Some time ago I fell for the "Rollei"-digibase or whatever it was called film in 135 cartridge, when it was still advertised having ISO 400 - opposed to the real 200. Guess what! The results sucked. Go to some forum and complain about sucking results with your "Rollei"-film (or "Rollei"-chemistry), in 98% of all cases the user and/or his lab will get the blame.
It will usually take some more complaints and a few weeks until somebody will admit there was some qualtity problem with the merchandise ...
Go deeper, read up some reviews
http://medienfrech.wordpress.com/2008/0 ... cn200-pro/
sorry, German, but look at the pics.
One of the readers, a certain Wolf-Rainer Schmalfuß (maybe the R-BLUFF can enlighten us, who that guy may be!) complains the test is unfair, comparing ISO 100 and 200 films ... so the author added a shoutout of the 6,95 Euro per roll digibase versus the ElCheapo drugstore brand "Rossmann" (2 rolls for 1,95 Euro)
http://medienfrech.wordpress.com/2008/0 ... ere-tests/
Now this test was really unfair, the cheapish drugstore brand ISO 200 film beat the sh#t out of the digibase ...
It remained the claim digibase allows you to get "tonally correct" B&W prints ... well, without the orange masking it is easier to print B&W, but how to get "tonally correct" B&W prints from color negatives with orthocromatic paper ... beats me!
http://medienfrech.wordpress.com/2008/0 ... n-200-pro/
Anyway, I'm not a gambler, I just like straight things and to me the best surprise with any product is no surprise whatsoever.
Why should I shoot 4x4 superslides?

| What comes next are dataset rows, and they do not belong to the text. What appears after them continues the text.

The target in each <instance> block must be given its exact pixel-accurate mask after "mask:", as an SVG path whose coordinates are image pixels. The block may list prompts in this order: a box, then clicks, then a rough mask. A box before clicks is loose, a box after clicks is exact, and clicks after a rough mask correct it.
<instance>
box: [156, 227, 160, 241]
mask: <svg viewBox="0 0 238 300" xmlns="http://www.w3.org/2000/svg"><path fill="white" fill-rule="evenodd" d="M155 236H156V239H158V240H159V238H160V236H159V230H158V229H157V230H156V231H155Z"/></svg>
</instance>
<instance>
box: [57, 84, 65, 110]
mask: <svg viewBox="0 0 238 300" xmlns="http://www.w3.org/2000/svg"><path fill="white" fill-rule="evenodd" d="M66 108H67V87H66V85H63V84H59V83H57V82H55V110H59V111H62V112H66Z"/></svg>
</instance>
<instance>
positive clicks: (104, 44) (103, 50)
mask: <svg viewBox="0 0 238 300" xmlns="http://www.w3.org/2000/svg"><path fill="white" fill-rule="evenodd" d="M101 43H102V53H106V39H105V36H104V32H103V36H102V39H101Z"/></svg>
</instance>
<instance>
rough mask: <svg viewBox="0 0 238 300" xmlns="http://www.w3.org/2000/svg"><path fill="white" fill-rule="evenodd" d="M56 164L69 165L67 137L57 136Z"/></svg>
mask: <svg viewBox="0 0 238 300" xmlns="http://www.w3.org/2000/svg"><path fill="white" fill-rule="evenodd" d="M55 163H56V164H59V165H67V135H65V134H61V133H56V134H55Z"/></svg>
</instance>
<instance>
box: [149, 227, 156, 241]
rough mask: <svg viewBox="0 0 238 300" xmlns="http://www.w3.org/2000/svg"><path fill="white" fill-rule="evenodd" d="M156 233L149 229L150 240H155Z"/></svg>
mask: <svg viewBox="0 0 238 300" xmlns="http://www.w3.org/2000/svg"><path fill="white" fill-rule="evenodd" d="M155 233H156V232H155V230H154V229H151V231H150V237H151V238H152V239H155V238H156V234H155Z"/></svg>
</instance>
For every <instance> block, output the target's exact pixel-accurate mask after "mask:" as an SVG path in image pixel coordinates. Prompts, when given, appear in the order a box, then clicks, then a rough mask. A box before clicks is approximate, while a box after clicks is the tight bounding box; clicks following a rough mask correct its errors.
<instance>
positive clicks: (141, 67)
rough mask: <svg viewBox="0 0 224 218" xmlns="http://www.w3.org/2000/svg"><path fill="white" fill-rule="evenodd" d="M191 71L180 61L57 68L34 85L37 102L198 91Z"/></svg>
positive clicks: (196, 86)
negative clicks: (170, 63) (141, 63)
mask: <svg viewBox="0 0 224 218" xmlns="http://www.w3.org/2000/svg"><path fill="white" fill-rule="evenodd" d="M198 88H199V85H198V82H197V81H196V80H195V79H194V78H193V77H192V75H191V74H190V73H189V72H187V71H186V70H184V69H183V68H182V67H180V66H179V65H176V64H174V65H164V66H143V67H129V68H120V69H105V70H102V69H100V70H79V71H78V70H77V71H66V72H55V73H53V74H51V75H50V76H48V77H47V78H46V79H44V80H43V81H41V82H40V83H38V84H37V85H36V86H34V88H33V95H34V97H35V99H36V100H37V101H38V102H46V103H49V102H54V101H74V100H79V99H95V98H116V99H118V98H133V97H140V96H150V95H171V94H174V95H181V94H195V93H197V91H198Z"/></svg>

To gain quality!
So, load Astia not some grainy outlived ISO 200 material.
Why the Luftwaffe is (supposedly) still using it? Beats me, but did anybody here ever get the impression the armed services of his country use the "best" equipment/material? Try the Luftwaffe's shoe polish ... it sucks that much, no soldier will steal it (or at least nobody will steal a second one).